Malignant transformation into MDS/AML is a major complication in long-term survivors after IST with a cumulative risk approximately 15% at 7–8 years 10, 22. It is unclear whether clonal disorders merely reflect the natural history of AA or whether they are also related to IST. In particular, it is hotly debated whether the use of G-CSF in combination with IST is a risk factor for the development of MDS in children 23, 24. Kojima et al. 10 found a 13.7% cumulative incidence of MDS at 8 years. NR to IST at 6 months and G-CSF therapy were risk factors in this study. This conclusion was not supported by data from other groups 7, 25, but warrants further laboratory investigations and prospective clinical analysis. It is possible that treatment with G-CSF is only associated with the occurrence of a severe stem cell defect rather than playing a causative role in malignant myeloid transformation. In the present study, 2 of 42 patients developed MDS post IST. Both received two courses of ATG, achieved PR, and required prolonged G-CSF therapy.

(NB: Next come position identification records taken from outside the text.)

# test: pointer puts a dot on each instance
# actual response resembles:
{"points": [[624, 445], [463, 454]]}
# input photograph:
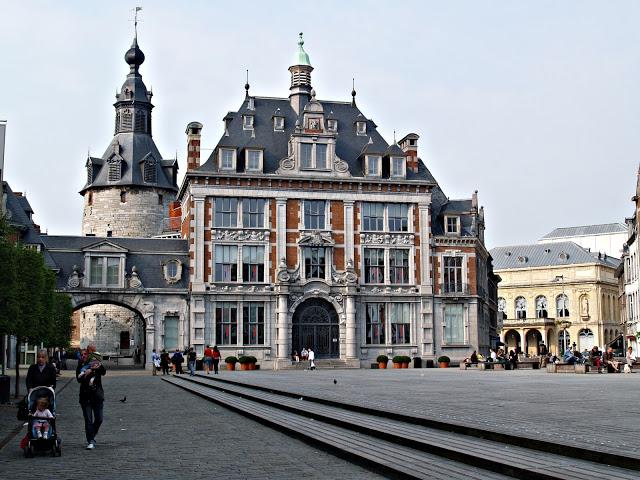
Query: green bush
{"points": [[247, 359]]}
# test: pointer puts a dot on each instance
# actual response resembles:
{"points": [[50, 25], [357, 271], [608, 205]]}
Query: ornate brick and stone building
{"points": [[306, 228]]}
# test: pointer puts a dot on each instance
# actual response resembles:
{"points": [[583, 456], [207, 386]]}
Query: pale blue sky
{"points": [[533, 103]]}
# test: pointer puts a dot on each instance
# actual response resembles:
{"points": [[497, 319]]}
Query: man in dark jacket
{"points": [[91, 394], [41, 374]]}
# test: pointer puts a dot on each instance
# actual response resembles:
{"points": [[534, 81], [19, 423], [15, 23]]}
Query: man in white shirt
{"points": [[312, 357]]}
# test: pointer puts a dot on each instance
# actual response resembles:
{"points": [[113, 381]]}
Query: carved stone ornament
{"points": [[74, 278], [134, 278], [240, 235], [386, 239], [316, 239]]}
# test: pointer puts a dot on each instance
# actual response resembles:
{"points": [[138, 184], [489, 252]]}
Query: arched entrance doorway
{"points": [[117, 330], [315, 325], [533, 339], [512, 340]]}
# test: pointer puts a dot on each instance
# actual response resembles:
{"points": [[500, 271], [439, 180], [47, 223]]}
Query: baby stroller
{"points": [[35, 441]]}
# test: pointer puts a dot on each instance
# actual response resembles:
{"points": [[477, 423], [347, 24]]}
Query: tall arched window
{"points": [[562, 306], [542, 307], [521, 308]]}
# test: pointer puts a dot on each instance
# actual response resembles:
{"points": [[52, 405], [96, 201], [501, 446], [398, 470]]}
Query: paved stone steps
{"points": [[599, 455], [495, 456], [381, 456]]}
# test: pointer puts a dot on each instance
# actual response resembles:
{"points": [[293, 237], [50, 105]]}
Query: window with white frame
{"points": [[373, 165], [399, 266], [398, 217], [252, 264], [398, 166], [374, 265], [375, 323], [314, 156], [226, 323], [453, 324], [254, 160], [373, 216], [452, 275], [104, 271], [227, 159], [400, 319], [253, 212], [253, 323], [226, 263], [314, 216], [452, 225], [225, 212], [315, 262]]}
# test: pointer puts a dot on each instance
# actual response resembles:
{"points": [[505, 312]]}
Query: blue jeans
{"points": [[92, 412]]}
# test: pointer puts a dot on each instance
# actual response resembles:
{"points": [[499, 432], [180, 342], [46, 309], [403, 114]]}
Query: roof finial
{"points": [[353, 92]]}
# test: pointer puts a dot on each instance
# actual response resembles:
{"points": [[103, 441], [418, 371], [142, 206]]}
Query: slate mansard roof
{"points": [[146, 254], [586, 230], [349, 145], [547, 255]]}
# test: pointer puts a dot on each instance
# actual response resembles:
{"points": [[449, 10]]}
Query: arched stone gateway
{"points": [[315, 324]]}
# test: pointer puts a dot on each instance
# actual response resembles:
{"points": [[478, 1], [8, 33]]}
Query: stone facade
{"points": [[126, 212]]}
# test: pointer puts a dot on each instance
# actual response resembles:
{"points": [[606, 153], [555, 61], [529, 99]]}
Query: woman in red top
{"points": [[207, 361], [216, 359]]}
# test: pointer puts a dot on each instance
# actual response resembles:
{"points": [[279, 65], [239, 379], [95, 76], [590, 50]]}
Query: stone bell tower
{"points": [[129, 189]]}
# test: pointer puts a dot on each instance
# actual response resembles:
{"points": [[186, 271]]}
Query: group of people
{"points": [[162, 361]]}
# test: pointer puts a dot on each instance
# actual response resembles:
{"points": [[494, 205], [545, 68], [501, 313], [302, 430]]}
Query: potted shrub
{"points": [[405, 361], [444, 361], [231, 362], [397, 361], [382, 361]]}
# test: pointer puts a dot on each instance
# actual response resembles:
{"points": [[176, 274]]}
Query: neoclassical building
{"points": [[558, 293], [306, 228]]}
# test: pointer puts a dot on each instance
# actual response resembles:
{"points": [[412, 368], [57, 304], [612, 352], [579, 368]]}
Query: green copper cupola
{"points": [[300, 78]]}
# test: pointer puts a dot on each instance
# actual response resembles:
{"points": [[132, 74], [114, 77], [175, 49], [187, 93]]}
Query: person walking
{"points": [[312, 358], [164, 362], [41, 373], [91, 394], [155, 362], [207, 360], [191, 361], [216, 359]]}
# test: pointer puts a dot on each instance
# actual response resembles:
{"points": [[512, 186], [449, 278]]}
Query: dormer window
{"points": [[227, 159], [254, 160], [373, 165], [452, 225], [398, 166], [313, 156]]}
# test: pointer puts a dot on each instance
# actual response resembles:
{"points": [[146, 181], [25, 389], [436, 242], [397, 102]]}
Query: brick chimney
{"points": [[409, 145], [193, 145]]}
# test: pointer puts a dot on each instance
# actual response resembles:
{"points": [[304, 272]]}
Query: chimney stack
{"points": [[409, 145], [193, 145]]}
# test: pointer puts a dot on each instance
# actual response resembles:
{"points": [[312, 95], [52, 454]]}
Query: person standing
{"points": [[207, 361], [91, 394], [155, 360], [312, 358], [216, 359], [41, 373], [191, 361]]}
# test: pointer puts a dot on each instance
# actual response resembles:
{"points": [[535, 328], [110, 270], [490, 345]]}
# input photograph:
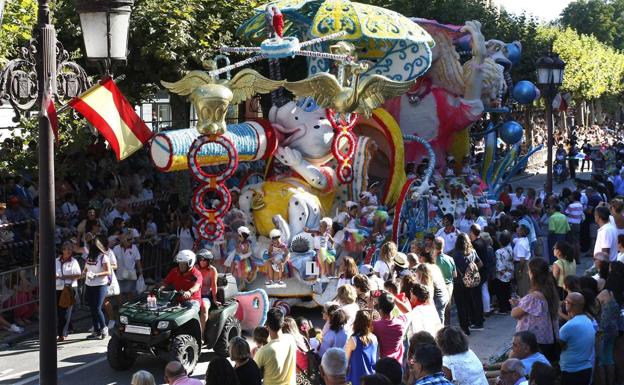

In summary, our study shows good overall response and overall survival at 5 years follow-up after IST for AA in children. High dose cyclophosphamide without HSCT has also shown promising results in SAA 26, 27. A second course of ATG may lead to CR in a substantial number of patients who do not respond to the first course. However, the results are still inferior to our institutional historical experience with HSCT as the first-line therapy in case an HLA-identical sibling is available 28, and does not eliminate the risk of MDS/AML. The role of G-CSF in transformation into MDS/AML remains unclear because of the small number of events and a lack of standardized criteria for administration of G-CSF. Longer follow-up, larger cohorts, and prospective studies are necessary to evaluate late complications after IST.